The former first-round pick who was released by the New York Jets on Monday will visit the Packers on Wednesday, a source told ESPN.com. The visit was supposed to take place on Tuesday but a winter storm in Green Bay delayed the visit, the source said.
The Jets informed Wilkerson last week that he would be released, but the move did not become official until Monday. The Packers called immediately to set up a visit.
Wilkerson has a connection to the Packers -- new defensive coordinator Mike Pettine, who ran the Jets' defense under head coach Rex Ryan from 2009 to 2012. Wilkerson, the 30th pick of the 2011 draft, played his first two seasons under Pettine.
Although defensive line isn’t the Packers’ biggest area of need on that side of the ball, new general manager Brian Gutekunst said last week at the NFL scouting combine that “you have to have a dominant pass rush.”
Wilkerson has 44 career sacks in 105 games but had only 3.5 last season and 4.5 in 2016. That followed his career-high 12-sack season in 2015. He also posted double-digit sacks in 2013 with 10.5. He signed a five-year, $86 million contract that included $37 million guaranteed at signing in 2016.
The 28-year-old was scheduled to make $16.75 million in 2018, a salary that would’ve been fully guaranteed had he been on the Jets' roster March 16. Wilkerson’s tenure with the Jets essentially ended when he was benched for the final three games because of disciplinary reasons, including being late for meetings.
However, Jets coach Todd Bowles said last week at the combine that Wilkerson was released for financial -- not disciplinary -- reasons.

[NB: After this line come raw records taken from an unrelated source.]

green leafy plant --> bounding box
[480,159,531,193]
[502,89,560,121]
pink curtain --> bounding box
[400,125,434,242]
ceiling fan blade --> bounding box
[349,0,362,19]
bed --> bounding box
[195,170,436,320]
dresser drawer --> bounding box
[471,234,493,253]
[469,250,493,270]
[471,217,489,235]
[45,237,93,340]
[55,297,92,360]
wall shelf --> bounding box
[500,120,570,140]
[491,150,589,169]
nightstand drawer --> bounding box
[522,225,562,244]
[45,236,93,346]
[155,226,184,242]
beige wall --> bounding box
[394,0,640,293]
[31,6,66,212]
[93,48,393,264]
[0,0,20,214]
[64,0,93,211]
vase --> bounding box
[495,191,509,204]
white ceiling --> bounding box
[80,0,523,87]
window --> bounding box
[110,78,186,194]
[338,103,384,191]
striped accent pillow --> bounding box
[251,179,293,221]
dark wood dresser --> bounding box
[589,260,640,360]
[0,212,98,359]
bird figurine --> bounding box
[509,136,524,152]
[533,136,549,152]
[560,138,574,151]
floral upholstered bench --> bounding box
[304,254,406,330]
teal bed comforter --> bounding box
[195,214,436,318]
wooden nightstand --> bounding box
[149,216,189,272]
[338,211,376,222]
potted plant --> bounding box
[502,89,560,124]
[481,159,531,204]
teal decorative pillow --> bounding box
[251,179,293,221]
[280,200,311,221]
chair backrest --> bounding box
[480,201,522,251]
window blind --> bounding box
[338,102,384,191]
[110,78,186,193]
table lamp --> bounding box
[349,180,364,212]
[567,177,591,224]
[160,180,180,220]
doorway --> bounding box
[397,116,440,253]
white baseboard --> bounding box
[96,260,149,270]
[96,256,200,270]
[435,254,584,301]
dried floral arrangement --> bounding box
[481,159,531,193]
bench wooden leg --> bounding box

The Jets saved $11 million on this year’s salary cap with the move.
"It was a business decision; it wasn't disciplinary at all," Bowles said at the combine. "It was good for both parties. I'm disappointed for the team; I'm disappointed for him. Obviously, it didn't work out. I have a lot of love for Mo. I still think he's got a lot of football ahead of him."
Wilkerson’s visit is a sign that Gutekunst will indeed be more aggressive in free agency. In fact, Gutekunst used that term to describe his style last week at the combine. It doesn’t necessarily mean he will sign more players than his predecessor, Ted Thompson, did, but he wants to make sure the team is prepared to look at all options.
“We’d like to be really aggressive and see if we can be in every conversation,” Gutekunst said recently. “Now whether that leads to us ending up signing a bunch or not, we’ll see. Like I said, there’s limitations there. But we’d like to be as aggressive as we can to try to improve our football team. At the same time, it’s a smaller market and it’s a little bit riskier market. So I think as my mentor and predecessor would say, you have to be very cautious as you enter that. But I think we’d like to look at every option we can.”